小諸 布引便り Luckyの日記

信州の大自然に囲まれて、老犬介護が終わり、再び、様々な分野で社会戯評する。

樹を見る:

樹を見る:

「木を見て、森を見ず」とは、よく言われることであるが、実際、一本の樹木それ自体をてっぺんから、幹の根元まで、なかなか、眺められるモノではない。ということは、実際、この木というモノは、所詮、枝葉末節的な樹の一部なのであろうか?秋から冬にかけて、落葉樹の葉が、落ち始めると、今まで見えていなかった巨木が、とりわけ、赤松の針葉樹林が、その姿を一本丸ごと、晒し始める。しかしながら、春先から、初夏に掛けては、逆に、今度は、その姿をまるで、「真理」が、何かの影に隠れてしまって見えないかの如く、その全体像が、見えなくなってしまうのは、何とも、面白いものである。一体全体、どうしたものだろうか?たしか、陶淵明漢詩に、「東園の青松」というものがあったが、要するに、夏場には、ツタや蔓で、その松の姿は、見えなくなってしまうが、ひとたび、寒気に、触れると、青い松が、堂々と、姿を現すという風な意味合いで、逆境にあっても、いつの日か、順境な時が訪れるから、それまで、心して、待機せよという今のサラリーマンにも通じるような漢詩であるが、成る程、ベランダから、景色を眺めていると、「樹を見る」ことは、何とも、贅沢なことのようにも、思われる。

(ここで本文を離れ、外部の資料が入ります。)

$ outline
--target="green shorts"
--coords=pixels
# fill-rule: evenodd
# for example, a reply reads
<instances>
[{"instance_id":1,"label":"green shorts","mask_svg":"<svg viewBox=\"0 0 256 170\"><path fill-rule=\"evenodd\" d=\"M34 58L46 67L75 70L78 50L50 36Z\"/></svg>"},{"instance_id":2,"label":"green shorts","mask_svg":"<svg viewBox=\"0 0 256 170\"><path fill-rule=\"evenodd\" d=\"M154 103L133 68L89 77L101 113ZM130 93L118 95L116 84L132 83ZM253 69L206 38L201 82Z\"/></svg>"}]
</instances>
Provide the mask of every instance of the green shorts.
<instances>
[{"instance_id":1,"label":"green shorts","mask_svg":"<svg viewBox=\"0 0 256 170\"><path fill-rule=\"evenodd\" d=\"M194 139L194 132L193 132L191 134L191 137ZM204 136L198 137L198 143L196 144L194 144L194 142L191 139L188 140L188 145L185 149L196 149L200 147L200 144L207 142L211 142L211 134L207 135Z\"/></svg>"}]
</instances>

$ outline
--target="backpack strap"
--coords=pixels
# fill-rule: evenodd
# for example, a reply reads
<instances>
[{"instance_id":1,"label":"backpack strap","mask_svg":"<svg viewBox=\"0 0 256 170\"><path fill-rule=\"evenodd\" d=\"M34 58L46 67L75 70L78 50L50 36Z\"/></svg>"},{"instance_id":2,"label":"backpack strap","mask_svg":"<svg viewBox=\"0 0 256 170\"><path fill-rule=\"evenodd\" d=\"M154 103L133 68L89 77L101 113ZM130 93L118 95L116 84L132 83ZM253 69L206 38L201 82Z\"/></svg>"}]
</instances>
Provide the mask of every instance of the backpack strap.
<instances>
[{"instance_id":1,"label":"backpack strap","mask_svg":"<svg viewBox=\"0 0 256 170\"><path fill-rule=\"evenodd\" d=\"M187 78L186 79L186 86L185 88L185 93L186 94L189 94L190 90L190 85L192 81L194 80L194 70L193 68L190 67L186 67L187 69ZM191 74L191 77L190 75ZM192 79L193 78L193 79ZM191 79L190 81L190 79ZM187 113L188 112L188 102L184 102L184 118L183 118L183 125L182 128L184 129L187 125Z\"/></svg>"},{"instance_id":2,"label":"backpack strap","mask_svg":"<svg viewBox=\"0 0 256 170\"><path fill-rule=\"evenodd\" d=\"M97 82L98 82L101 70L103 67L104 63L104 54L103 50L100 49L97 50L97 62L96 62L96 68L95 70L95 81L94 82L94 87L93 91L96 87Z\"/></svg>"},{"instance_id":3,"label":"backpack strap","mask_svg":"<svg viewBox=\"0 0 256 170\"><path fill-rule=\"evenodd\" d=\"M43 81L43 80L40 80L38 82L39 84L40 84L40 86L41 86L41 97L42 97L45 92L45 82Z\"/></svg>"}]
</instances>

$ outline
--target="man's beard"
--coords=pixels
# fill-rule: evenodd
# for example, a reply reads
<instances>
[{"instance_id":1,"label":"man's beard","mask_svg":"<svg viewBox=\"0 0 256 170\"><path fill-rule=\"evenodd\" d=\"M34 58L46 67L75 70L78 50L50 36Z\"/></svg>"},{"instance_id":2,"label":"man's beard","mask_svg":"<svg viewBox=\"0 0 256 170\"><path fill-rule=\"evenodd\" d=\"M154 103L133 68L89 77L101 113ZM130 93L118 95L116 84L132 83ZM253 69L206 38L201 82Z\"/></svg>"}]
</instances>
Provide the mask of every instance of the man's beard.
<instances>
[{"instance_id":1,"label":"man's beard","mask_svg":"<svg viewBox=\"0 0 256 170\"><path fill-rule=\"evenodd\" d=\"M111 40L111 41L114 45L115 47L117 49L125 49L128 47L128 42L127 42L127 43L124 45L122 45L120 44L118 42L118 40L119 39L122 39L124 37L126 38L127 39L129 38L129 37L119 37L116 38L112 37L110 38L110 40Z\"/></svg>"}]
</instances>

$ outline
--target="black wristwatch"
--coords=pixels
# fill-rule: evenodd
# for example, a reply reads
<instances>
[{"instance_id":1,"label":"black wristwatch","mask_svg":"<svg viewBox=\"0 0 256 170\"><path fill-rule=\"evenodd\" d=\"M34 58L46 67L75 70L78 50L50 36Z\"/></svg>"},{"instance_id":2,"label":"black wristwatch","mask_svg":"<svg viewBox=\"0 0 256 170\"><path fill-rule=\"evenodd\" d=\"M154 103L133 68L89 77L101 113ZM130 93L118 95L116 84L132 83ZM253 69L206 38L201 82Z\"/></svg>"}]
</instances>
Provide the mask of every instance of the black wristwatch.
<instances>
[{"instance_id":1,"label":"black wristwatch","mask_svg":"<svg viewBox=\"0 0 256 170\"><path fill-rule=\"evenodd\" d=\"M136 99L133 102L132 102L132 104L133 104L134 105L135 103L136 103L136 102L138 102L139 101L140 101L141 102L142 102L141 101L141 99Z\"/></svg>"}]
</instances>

都会では、現役の頃には、全く、公園にでも行かない限り、丸丸一本の銀杏の樹などは、上から下まで、眺められないものである。今は、広葉樹の淡い薄緑色の新緑の葉と枝に、蔽われてしまって、姿を隠してしまったが、当分は、この柔らかい緑溢れる樹海を森に抱かれるように、包まれて、楽しむことにしよう。